Saturday, November 17, 2007

Arundhati Roy

She writes beautifully. I am a true believer that the things you bring into your life should be right for that time. God of Small Things is right for me right now.

I want to share some of her words because they make sense and have an innocence about them; an innocence that carries wisdom on it's shoulders. William Blake would probably disagree.


"Smells, like music, hold memory. She breathed deep and bottled it up for posterity."

"Memory was that woman on the train. Insane in the way she sifted through dark things in a closet and emerged with the most unlikely ones -- a fleeting look, a feeling. The smell of smoke. A mother's marble eyes. Quite sane in the way she left huge tracts of darkness veiled. Unremembered."

"She hadn't learned to control her Hopes yet."

"Our dreams have been doctored. We belong nowhere. We sail unanchored on troubled seas. We may never be allowed ashore. Our sorrows will never be sad enough. Our joys never happy enough. Our dreams never big enough. Our lives never important enough. To matter." (Uncle talking to niece and nephew about being 'prisoners' of war)

"She wore flowers in her hair and carried magic secrets in her eyes."

[my favorite]
"Perhaps it's true that things can change in a day. That a few dozen hours can affect the outcome of whole lifetimes. And that when they do, those few dozen hours, like the salvaged remains of burned house -- the charred clock, the singed photograph, the scorched furniture -- must be resurrected from the ruins and examined. Preserved. Accounted for."

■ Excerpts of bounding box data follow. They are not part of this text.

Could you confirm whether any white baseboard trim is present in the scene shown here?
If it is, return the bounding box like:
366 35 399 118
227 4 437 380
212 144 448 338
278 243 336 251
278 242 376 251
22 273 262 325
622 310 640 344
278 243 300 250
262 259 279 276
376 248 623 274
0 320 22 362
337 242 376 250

Ideas: A viable dying age. A Design for Life. Love Laws.

It's a really good book so far and I suggest it to anyone who is looking for a book (all six of you who read this). I guess it is hard to represent her skill with excerpts taken out of context, but really, trust me. It'll make you smile at memories you had forgotten about.


"And the things you can't remember tells the things you can't forget that history puts a saint in every dream." -Tom Waits

1 comment:

The Whateverist said...

I will definitely be reading this once I finish No Country for Old Men and The Kite Runner.

Sometimes I think that writing is something I am "good" at, but then I read things like this and feel like I could never create something so well crafted!

It's almost over. Almost being the key word.